Public feedback is still pending — the tool was open-sourced very recently. But the internal results were strong enough that ArchMapper's methodology is now the template for every new project I start, and is the direct progenitor of UXMapper, its sibling tool focused on runtime UX analysis.
ArchMapper taught me, more than any project before it, how to set up a modern repository on which agentic AI is going to work alongside me. Today, removing AI from a developer's workflow is no longer a realistic option. The work itself is shifting: from monitoring what AI is producing to genuinely collaborating with it. And like any real collaboration, that requires consensus — explicit standards, an agreed methodology, a clearly defined workflow, and a framework the agent can rely on rather than improvise around. ArchMapper is the first project where I built that consensus from the ground up, and the difference in productivity, accuracy, and reliability was immediate and undeniable.
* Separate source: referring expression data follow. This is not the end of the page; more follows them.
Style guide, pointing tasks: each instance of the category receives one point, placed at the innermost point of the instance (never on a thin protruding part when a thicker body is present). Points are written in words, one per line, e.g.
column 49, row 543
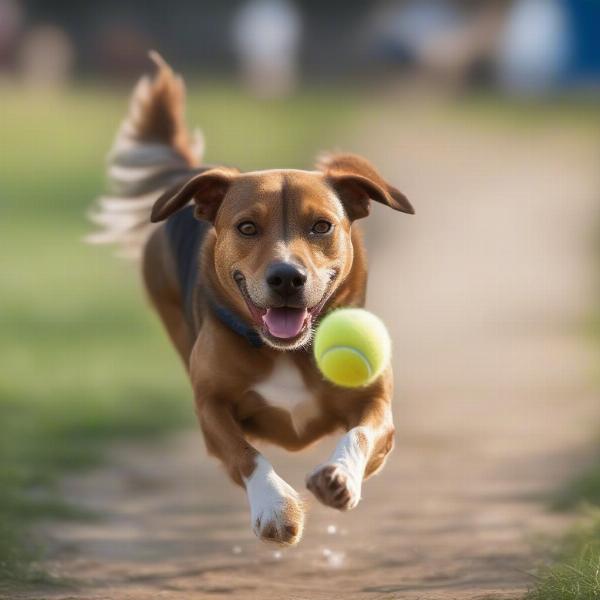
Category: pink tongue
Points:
column 285, row 322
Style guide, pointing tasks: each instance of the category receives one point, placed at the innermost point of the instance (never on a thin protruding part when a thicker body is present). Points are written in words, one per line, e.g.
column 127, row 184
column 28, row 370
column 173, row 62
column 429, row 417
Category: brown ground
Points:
column 482, row 291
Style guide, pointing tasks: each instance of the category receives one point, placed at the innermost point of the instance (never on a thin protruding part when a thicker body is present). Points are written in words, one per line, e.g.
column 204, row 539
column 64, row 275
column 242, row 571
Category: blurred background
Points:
column 485, row 114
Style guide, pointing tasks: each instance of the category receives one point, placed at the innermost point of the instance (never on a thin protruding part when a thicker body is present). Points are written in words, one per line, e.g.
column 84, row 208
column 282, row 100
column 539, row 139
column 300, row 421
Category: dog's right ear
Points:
column 206, row 189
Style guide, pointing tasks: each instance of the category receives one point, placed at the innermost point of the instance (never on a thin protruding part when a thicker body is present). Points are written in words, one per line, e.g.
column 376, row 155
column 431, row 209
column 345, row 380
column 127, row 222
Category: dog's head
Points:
column 283, row 237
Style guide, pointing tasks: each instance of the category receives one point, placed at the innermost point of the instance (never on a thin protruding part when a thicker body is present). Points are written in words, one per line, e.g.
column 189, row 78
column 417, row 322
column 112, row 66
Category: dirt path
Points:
column 482, row 290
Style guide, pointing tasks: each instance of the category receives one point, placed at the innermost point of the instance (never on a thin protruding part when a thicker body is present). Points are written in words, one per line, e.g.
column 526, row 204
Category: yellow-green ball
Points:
column 352, row 347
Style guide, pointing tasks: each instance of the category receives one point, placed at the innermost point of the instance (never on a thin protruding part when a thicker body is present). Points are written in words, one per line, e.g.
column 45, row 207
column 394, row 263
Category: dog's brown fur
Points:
column 225, row 370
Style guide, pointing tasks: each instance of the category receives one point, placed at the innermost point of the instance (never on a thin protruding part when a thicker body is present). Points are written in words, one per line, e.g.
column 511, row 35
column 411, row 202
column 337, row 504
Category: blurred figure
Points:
column 46, row 57
column 448, row 43
column 11, row 18
column 536, row 48
column 266, row 35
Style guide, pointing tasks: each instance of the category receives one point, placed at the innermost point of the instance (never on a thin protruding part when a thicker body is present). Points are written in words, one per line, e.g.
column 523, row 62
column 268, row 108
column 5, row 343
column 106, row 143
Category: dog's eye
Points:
column 247, row 228
column 321, row 227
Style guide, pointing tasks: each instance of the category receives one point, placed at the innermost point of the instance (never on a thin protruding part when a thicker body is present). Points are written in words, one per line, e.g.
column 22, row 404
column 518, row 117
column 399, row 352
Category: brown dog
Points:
column 240, row 266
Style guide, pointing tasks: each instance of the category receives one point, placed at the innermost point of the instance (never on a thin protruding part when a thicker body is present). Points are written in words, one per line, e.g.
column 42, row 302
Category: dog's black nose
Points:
column 286, row 278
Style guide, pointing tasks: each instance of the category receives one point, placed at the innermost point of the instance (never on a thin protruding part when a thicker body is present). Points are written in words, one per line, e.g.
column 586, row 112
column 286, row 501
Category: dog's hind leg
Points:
column 360, row 453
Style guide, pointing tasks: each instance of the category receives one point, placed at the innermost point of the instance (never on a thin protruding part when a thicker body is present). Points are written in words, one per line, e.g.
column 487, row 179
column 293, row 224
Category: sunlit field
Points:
column 84, row 362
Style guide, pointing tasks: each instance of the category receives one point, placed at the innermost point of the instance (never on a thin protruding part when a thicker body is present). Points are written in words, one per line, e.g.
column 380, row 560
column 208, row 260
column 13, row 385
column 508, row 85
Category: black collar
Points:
column 231, row 320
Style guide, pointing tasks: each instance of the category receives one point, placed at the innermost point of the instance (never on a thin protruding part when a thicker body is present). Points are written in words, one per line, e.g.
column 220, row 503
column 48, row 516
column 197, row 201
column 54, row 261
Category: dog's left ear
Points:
column 356, row 182
column 207, row 190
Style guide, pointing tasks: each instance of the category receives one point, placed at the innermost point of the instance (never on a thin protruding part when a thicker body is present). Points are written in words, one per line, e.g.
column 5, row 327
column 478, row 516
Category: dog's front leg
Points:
column 359, row 453
column 277, row 514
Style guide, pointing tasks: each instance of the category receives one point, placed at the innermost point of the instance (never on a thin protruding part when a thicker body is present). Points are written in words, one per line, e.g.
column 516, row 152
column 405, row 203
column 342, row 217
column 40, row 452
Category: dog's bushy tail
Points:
column 151, row 152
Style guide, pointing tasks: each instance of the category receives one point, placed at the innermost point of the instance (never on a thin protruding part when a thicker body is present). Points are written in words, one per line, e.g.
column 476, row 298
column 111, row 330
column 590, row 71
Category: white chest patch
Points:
column 285, row 388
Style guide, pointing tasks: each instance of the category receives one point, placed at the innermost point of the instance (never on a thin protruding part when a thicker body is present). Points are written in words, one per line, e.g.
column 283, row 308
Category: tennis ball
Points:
column 352, row 347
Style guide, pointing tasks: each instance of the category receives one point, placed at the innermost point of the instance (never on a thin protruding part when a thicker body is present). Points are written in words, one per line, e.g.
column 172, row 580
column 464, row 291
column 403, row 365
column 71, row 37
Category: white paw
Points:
column 334, row 486
column 276, row 511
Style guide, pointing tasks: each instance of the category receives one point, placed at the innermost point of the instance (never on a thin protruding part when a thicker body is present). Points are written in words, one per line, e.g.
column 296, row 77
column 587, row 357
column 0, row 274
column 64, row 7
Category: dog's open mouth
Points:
column 283, row 322
column 286, row 322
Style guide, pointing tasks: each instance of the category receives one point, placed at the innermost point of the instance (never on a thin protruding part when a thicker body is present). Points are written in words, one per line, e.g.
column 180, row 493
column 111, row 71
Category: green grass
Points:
column 84, row 361
column 574, row 573
column 584, row 489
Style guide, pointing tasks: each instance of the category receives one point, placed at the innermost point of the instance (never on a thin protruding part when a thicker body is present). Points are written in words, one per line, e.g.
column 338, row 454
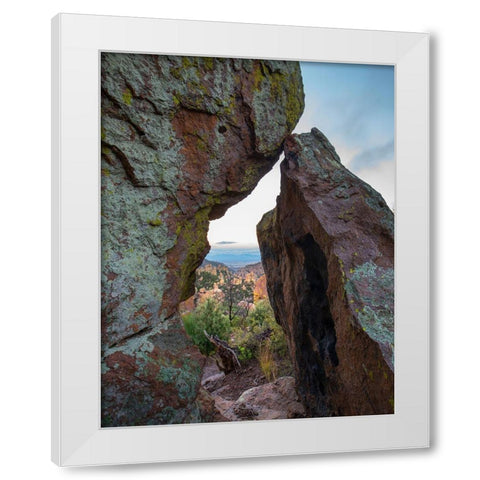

Beyond the methodology, ArchMapper marked the first project in which I rigorously applied the full TDD, SOLID, DRY, KISS, and YAGNI principles, end-to-end. Once the project was clearly defined, once the standards were locked in, the rest became disciplined homework: design the right architecture, build it the right way, integrate carefully, ship one ticket at a time. The results spoke for themselves. My code became measurably more accurate, more maintainable, and more resilient. My work ethic was propelled to a new level. And the projects I have started since have all benefited from this discipline — both in their code and in how they collaborate with AI.
On the technical side, I learned an enormous amount about reverse engineering at scale: how to design an analysis schema that grounds the LLM in verifiable facts, how to choose the right format for results so they remain useful both immediately and as substrate for further LLM reasoning, and how to build a pipeline that survives interruptions, errors, and adversarial input without compromising integrity. I also deepened my mastery of advanced Anthropic API features — Message Batches for cost-efficient large-scale runs and prompt caching for repeated context — which I now consider standard tooling for any AI-integration work I do.
Strategically, this project clarified my conviction that the most valuable engineering tools today are not those that hide complexity but those that surface it cleanly. ArchMapper does not solve software complexity — it makes complexity legible to humans and to LLMs alike. That is the kind of leverage I want to keep building.
Finally, ArchMapper reinforced something I now consider foundational: by being able to reverse-engineer successful open-source projects quickly and professionally, we give ourselves the means to improve on them, to build better products, and ultimately to ship a brighter future. The faster we can understand great work, the faster we can stand on its shoulders. That is the philosophy that ties every Wise Duck Dev project together — useful, innovative tools that compound on themselves and amplify what humans and AI can build, side by side.
Key takeaway: define your standards before you write the code, build the framework that AI will collaborate with you on, and then iterate relentlessly. The right discipline turns AI from an unpredictable assistant into a reliable engineering partner — and that is the most important shift in the way we build software today.